12.  What is the difference between LM13 and LM0202 series?

The LINOS LM0202 Modulator series is equipped with 4 crystals in a line (capacitance is typically

C = 82pF) whereas our LM13 modulator series is equipped with 2 crystals in a line. The LM13 series has a capacity of typically C = 46pF only, but needs twice the switching voltage compared to a LM0202 modulator.

The LINOS LM13 modulator series is shorter compared to the LM0202 modulator series. It might be better suited if the available free space is limited.

13.  What is the difference between ADP and KD*P – based laser modulators?

ADP (Ammonium Dihydrogen Phosphate) and KD*P (Deuterated Potassium Phosphate) are both electro- optical crystals. ADP has less and weaker piezo ringing, but stronger temperature dependent change of switching voltage compared to KD*P.

14.  What is extinction ratio and how is it measured?

Extinction ratio (ER) is the ratio of optical power at maximum (applied voltage is 0V or contacts are electrically grounded) and minimum (applied voltage is the half-wave voltage) transmission (Tmax and Tmin). Extinction ratio is measured with the laser modulator placed between a linear polarized continuous wave laser as input and a parallel polarizer at the output (orientation is parallel to the linear polarized laser beam).

ER = Tmax/Tmin

15.  Do you offer resonant circuit laser modulators?

All of our standard modulators are broadband. We can offer a separate SINE-Amplifier that can be used to form a resonance circuit with our modulators (especially with our Phase Modulator PM-C-BB). The most common application is sideband-generation.

16.  How do I choose the best suited laser modulator for my application?

Please take into account the following parameters of your system, including the high voltage driver:

a)    Type of modulator: You can choose a phase, intensity or universal laser modulator. Please refer to questions 1 to 4 for more details.

b)    Wavelength: We offer laser modulators that operate in the UV (300-390 nm), visible (400-850 nm) and infrared (650-1000 nm, 700-950 nm or 950-1100 nm) wavelength ranges. 

c)     Power capability: Depending on your chosen wavelength, we offer laser power capabilities from 0.1 W up to 20 W.

d)     Aperture: Depending on your laser beam size, you can choose either a 3x3 mm² or 5x5 mm² aperture modulator. Some UV and high-power modulators have a round Ø 1 mm and Ø 3 mm aperture stop.
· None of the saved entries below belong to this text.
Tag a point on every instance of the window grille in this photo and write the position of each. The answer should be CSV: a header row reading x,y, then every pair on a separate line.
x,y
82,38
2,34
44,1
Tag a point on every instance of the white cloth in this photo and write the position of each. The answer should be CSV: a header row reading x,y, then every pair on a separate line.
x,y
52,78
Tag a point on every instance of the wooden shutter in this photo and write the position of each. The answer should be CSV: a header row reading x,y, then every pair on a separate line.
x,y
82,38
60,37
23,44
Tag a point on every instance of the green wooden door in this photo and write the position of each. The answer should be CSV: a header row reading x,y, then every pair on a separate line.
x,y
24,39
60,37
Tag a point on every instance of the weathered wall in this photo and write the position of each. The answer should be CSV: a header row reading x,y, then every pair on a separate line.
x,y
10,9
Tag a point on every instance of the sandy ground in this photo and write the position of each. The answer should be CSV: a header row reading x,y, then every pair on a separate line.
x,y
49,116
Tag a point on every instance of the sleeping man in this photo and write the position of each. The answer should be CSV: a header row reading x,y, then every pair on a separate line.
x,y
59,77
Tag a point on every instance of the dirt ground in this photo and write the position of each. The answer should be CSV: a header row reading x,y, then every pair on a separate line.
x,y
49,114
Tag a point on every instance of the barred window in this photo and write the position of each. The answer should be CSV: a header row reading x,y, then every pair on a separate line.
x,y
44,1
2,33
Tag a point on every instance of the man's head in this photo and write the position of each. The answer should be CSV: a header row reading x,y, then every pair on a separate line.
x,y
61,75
e)     Laser beam diameter: The laser beam diameter should be at least by a factor of 2.5 smaller compared to the aperture diameter. Hence for a 3x3 mm² aperture the maximum beam diameter is d1/e² ≤ 1.2 mm and for a 5x5 mm² aperture it is d1/e² ≤ 2.0 mm. Use of larger beam diameters is possible but will cause beam clipping.

f)     Half-wave voltage requirements: Approximate the required operation voltage for your laser modulator according to questions 5 and 6, and make sure your high voltage driver is capable of delivering such voltage at the required modulation frequency. Please note, the maximum voltage should not exceed 800V.
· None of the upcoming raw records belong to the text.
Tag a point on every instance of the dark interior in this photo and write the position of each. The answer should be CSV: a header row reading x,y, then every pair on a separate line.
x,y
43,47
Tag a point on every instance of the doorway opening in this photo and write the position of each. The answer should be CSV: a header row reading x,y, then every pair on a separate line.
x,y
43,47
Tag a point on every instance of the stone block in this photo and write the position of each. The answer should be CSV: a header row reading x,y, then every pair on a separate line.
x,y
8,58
g)     Modulation requirements: Ensure the modulation frequencies you need are supported by the laser modulator (<100 MHz at 3 dB, the 3 dB limit is a modulation depth of only 50% at 100 MHz) and the high voltage driver. If you are using the DIV20 pulse amplifier, refer to question 9.

h)    Space requirements: If you need a compact laser modular (at the expense of a larger half-wave switching voltage), refer to our LM13 series. If you need a laser modulator with a lower half-wave voltage, refer to our LM0202 series. See question 12 for more details.

i)     Other considerations: Extinction (see question 0), transmission (refer to the laser modulator specification), piezo-ringing effects (see question 7), rise/fall time, etc.

17.  How do I choose a suited driver?

Important performance parameters for the Laser Modulator driver are:

·        Maximum high voltage (please check required maximum voltage, see questions 5 and 6)

·        Modulation- or pulse-frequency bandwidth and maximum supported frequency

·        Rise- and fall time (refer to the laser modulator and driver specification)

·        Maximum capacitance load of the driver (LM13 has a typical capacitance of C = 46pF and LM0202 has C = 82pF)

18.  Can I use a Laser Modulator to rotate the polarization plane of linear polarized light?

An Universal Modulator is suited to rotate the polarization plane of the linear polarized light (see question 1). If a quarter wave plate is positioned at the output of the universal modulator, then the polarization plane of the linear polarized light can be rotated continuously depending on the applied voltage.

19.  Can I use a Laser Modulator to switch on/off laser intensity slow or fast?

Either an Intensity Modulator or an Universal Modulator is suited to switch on/off laser intensity slow or fast with frequencies up to MHz range and rise times of < 30ns (see question 1).

20.  Can I use a Laser Modulator to continuous modulate laser intensity?

Either an Intensity Modulator or an Universal Modulator is suited for continuous modulation of laser intensity with frequencies up to MHz range and rise times of < 30ns (see question 1).

21.  Can I use a Laser Modulator for phase stabilization?

Yes, a Phase Modulator is suited for phase stabilization of interferometric or holographic setups. The voltage applied to the Phase Modulator needs to be controlled by a PID amplifier circuit depending on the feedback signal.

22.  Do I need to adjust the Laser Modulator in relation to the laser beam?

Yes, it is necessary to adjust the laser modulator input & output apertures (hence the optical axis) in relation to the laser beam position to achieve the highest transmission and extinction. Also the offset voltage can be reduced or increased by adjustment of the laser modulator.

Lateral and angular adjustment of the laser modulator position is important to optimize optical axis and aperture positions of the laser modulator in the best way in relation to the laser beam to ensure the highest transmission and extinction.